In its 2021 budget, outlined in mid-March, the Ghanaian government allocated 929,296,610 cedis ($ 160 million) for vaccine procurement and implantation.

Amponsa-Achiano said, however, that it is not clear how much will go towards distribution or when the funds will materialize.

It is a common problem in Africa, said UNICEF’s Schreiber.

“The question is at what point will this funding reach the ground? Will it be in time?”


Some African officials are familiar with deadly contagions. Since 2018, Congo has contained four outbreaks of Ebola with a vaccine that should be stored between -60 and -80 degrees Celsius.

But the scale of the COVID-19 vaccination campaign is new.

COVAX – the donor scheme co-led by the World Health Organization (WHO) – has delivered more than 18 million doses to 41 African countries, according to Reuters data.

This is the first wave of a campaign that is expected to deliver 600 million doses to Africa this year, enough to vaccinate 20% of its populations. Russia, China and India have also donated some of their vaccines.

Financing is just an issue that delays the launch of vaccines.

Another is the maintenance of irregular records in many public health systems, which, experts say, makes it difficult to identify people who should be prioritized due to age or comorbidities.

Demand for vaccines is also weak in some countries due to distrust from health officials, lack of education about vaccines and concerns about possible side effects.

Weak electricity and poor transport connections in some places add to the challenge, while medical teams will have to negotiate safe passage through parts of the Democratic Republic of Congo, Mali, Somalia and other places where the rebellions take place.


John Nkengasong, who heads the African Centers for Disease Control and Prevention, says it may take until the end of 2022 to vaccinate 60% of the continent’s 1.3 billion people.

Take on the task facing Mali, an impoverished country fighting an Islamic insurgency. US $ 14.7 million is needed to distribute vaccines, including gasoline, storage and vaccine training, according to an internal government vaccination plan seen by Reuters.

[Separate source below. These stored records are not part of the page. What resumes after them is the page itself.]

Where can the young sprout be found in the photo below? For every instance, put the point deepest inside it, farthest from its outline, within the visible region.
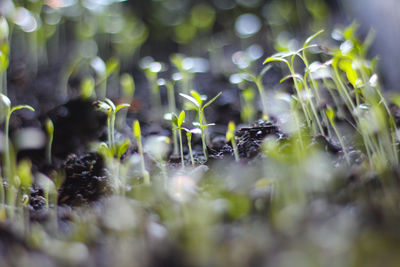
(9, 111)
(108, 106)
(178, 121)
(50, 133)
(103, 71)
(87, 88)
(186, 76)
(128, 90)
(151, 69)
(26, 180)
(4, 54)
(230, 137)
(189, 134)
(197, 103)
(137, 133)
(248, 112)
(168, 117)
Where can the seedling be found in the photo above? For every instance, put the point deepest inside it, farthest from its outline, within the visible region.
(330, 113)
(128, 90)
(108, 106)
(300, 82)
(178, 121)
(230, 137)
(50, 133)
(197, 104)
(4, 54)
(137, 133)
(151, 69)
(186, 75)
(103, 71)
(87, 88)
(189, 134)
(168, 117)
(8, 170)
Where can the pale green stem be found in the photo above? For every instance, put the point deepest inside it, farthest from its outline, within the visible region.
(181, 147)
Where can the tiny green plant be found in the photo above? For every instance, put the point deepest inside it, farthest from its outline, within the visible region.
(178, 121)
(186, 80)
(103, 71)
(151, 70)
(50, 133)
(87, 88)
(4, 54)
(8, 170)
(108, 106)
(230, 137)
(137, 133)
(128, 91)
(168, 117)
(196, 102)
(189, 134)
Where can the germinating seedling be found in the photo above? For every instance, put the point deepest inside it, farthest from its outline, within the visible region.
(230, 137)
(103, 71)
(189, 134)
(128, 91)
(4, 54)
(50, 133)
(330, 113)
(177, 122)
(108, 106)
(197, 104)
(8, 170)
(151, 70)
(137, 133)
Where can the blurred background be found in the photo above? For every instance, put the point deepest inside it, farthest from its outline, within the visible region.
(57, 33)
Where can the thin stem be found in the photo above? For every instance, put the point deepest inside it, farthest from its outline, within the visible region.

The government will need financial support from WHO, UNICEF, the GAVI vaccine alliance and the World Bank, the plan says. All of these organizations seek to provide funding to African nations that face disabilities.

South Sudan, still plagued by violence after the end of the civil war in 2018, saw COVID-19 infect at least 10,300 people and kill more than 100.

It started delivering 132,000 doses of COVAX vaccine on April 7. However, officials will not start administering vaccines outside the capital Juba and the neighboring county until May, said Kawa Tong, a member of a COVID-19 steering committee that advises the government.

“The main reason is the lack of funds for an implantation outside of Juba. The transport of vaccines, the training of health professionals, the reach of the community – these are all linked to financing,” Tong told Reuters.

Adding to the difficulties, in May the rainy season will be well underway, cutting transport links to large parts of the country, she said. The vast majority of the population of 11 million live outside Juba County.

Atem Riek Anyom, director general of primary health at the Ministry of Health of South Sudan, said the government had requested funding from the World Bank, adding that vaccines would be distributed soon across the country.

“There is no challenge regarding the launch of the vaccine,” he added.

The World Bank, which has a $ 12 billion fund to help developing countries around the world buy and distribute vaccines, said it was looking at requests from Mali and South Sudan.

The bank said it had approved $ 2 billion for 17 countries, including seven in Africa: Ethiopia, Cape Verde, Ivory Coast, Eswatini, Tunisia, Rwanda and Gambia.